Intel shares crash after report release23 / 10 / 20 Visitors: 145
Intel published financial results for the third quarter of 2020. During the main trading session, shares rose 0.7%, but in the evening session, securities fell 9.4%.
Briefly about the main
- Financial results were above expectations. In the future, we can expect an increase in indicators
- The company launched the third chip factory
- Quotes are declining amid negative results from the data processing segment
- Competitors exploit Intel's current weakness
Key Financial Highlights for Q3 2020
- Revenue decreased by 4% y / y to $ 18.3 billion
- Operating profit fell 22% y / y to $ 5.1 billion
- Net profit decreased by 29% y / y to $ 4.3 billion
- Earnings per share (EPS) was $ 1.02 (-25% YoY) and adjusted $ 1.11 (-22% YoY)
The company's revenue was above investors' expectations, and the adjusted EPS showed the expected result. Revenue growth was mainly supported by strong demand for laptops, which helped keep the business from further losses amid the negative impact of the coronavirus.

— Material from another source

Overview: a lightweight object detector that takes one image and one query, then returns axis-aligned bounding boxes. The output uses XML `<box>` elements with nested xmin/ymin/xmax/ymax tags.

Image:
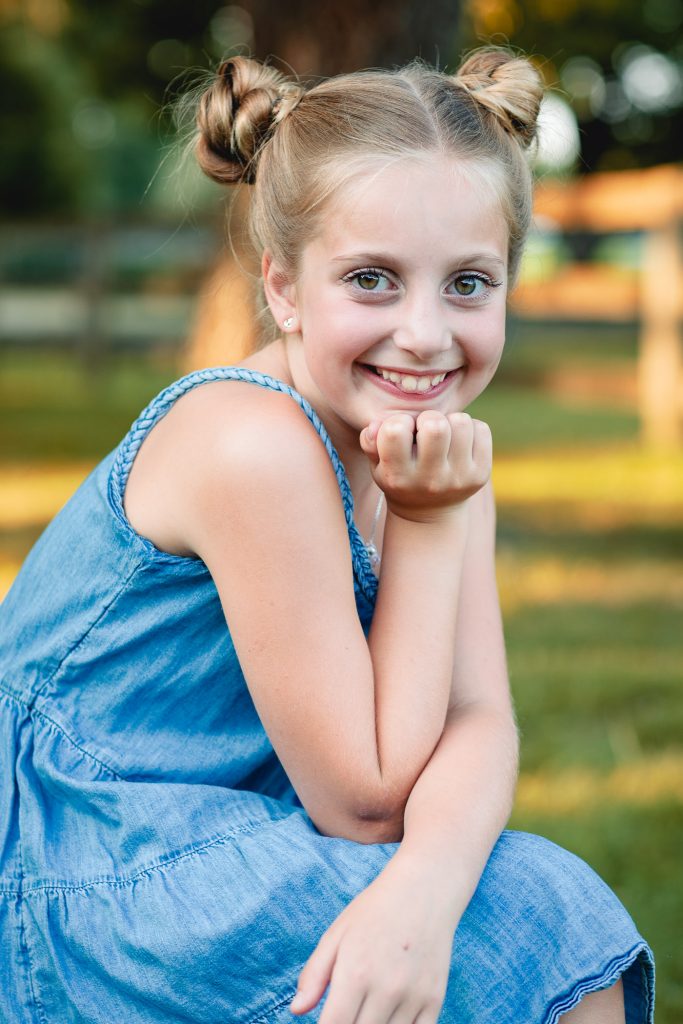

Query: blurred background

This business segment grew by 1% to $ 9.8 billion.
Intel continues to launch new products in segments such as artificial intelligence, 5G networks and intelligent autonomous peripherals.
The third 10nm processor plant is fully operational and is expected to result in more chip shipments in 2020 - 30% more than expected in January.
Why stocks fell
Intel's business has two broad areas:
- Data-centric is related to data processing and company service
- PC-centric focuses on chips for personal computers.
The largest division in Data-centric is DCG, with mixed results, with a 47% y / y decline after a 30% rise in the last two quarters. The consensus forecast assumed revenue from this segment in the amount of $ 6.2 billion in the third quarter, the company showed results at $ 5.9 billion.
Intel believes the pandemic is the root cause. At the same time, the company raised its forecasts for the IV quarter: revenue is expected at $ 17.4 billion, and adjusted EPS - $ 1.1.
As a result, we have a mixed picture explaining the decline in stocks. On the one hand, financial results are growing and are expected to continue to improve, on the other hand, the decline in the data processing segment is negative for securities. It can be assumed that data processing from Intel has become less valued in the market, and this may lead to a drop in revenue from the segment in the future.
Do not forget about the main competitor - AMD, which recently presented new processors. From the technical point of view, processors from AMD are many times more powerful, which the company did not fail to emphasize at the presentation, comparing its products with Intel. AMD and Nvidia are capitalizing on Intel's challenges in a competitive marketplace by rapidly gaining market share in PC and server processors.
For Intel, the key to regaining market share in the DCG segment could be the production of cheaper or more powerful processors. This is facilitated by the launch of a new plant for the production of chips. However, this does not yet look convincing to investors, which is why the company's shares are losing value.
On the daily chart (taking into account the movement after trading), the price has dropped below the 50-day moving average and continues to be below the 200-day moving average. MACD curves tend to cross - a signal to start a downtrend. Due to the current lack of growth drivers, as well as yesterday's negative pressure from sellers, we can assume that quotations will continue to decline in the medium term.
To resume growth, it will be necessary to gain a foothold above $ 52.5, which will open the way to levels above $ 56, where the 200-day moving average is now located. You will also need to overcome the $ 60 mark, where after the negative news about the delay in the release of the new processor, there was a gap down. In this case, the technical picture will improve and the uptrend will resume. Such a scenario is possible, but not yet relevant.
Intel shares have been under pressure since the beginning of the year and are down 9.9%. According to the company, we can expect positive financial results in the 4th quarter, but there are no significant drivers for the growth of shares so far.